On Fri, 08 Aug 2003 14:31:41 +0100, Dave Hudson
<> wrote:
>Issues of whether you can actually find a CAN controller that can do the
>higher speeds (it's about 6 or 7 years since I last used CAN), the main
>question I would have would be whether you can afford to drop you
>maximum network size? At 5 Mbps the maximum distance between two nodes
>would reduce to 1/5th of the maximum distance at 1 Mbps.
In fact the drop would be much more drastic than that due to the fixed
propagation times in the CAN controller and the CAN transceivers.

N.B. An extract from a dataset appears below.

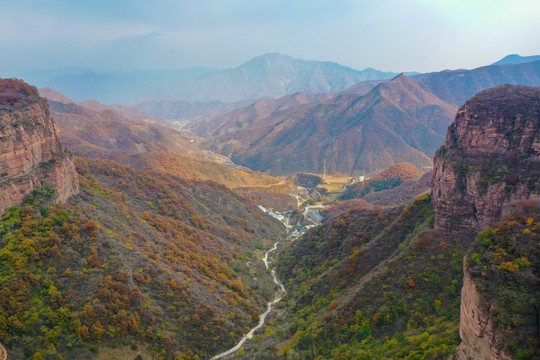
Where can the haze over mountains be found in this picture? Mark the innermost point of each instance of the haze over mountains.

At lower speeds the distance drops to one half when the speed is
doubled. However the maximum distance for 500 kbit/s is 100 m, for 800
kbit/s 50 m and for 1 Mbit/s only 25 m (without optocouplers, with
optocouplers only 9 m).
The problem is that the total propagation time has to be counted twice
when processing the ACK bit. Thus, even if the CAN controller is
overclocked, the internal propagation delays remain the same. With
typical CAN controller delays of 50 to 62 ns, transceiver delays 120
to 250 ns and cable propagation delay 5 ns/m, you could not reach very
far even at 2 Mbit/s.
With 50 ns controller and 120 ns transceiver delay it would take at
least 340 ms back-to-back propagation delay even if the devices are
wired directly to each other and no optocouplers are used. This might
be just enough for a 500 ns bit time (2 Mbit/s) but I really don't see
how anything more than that could be used.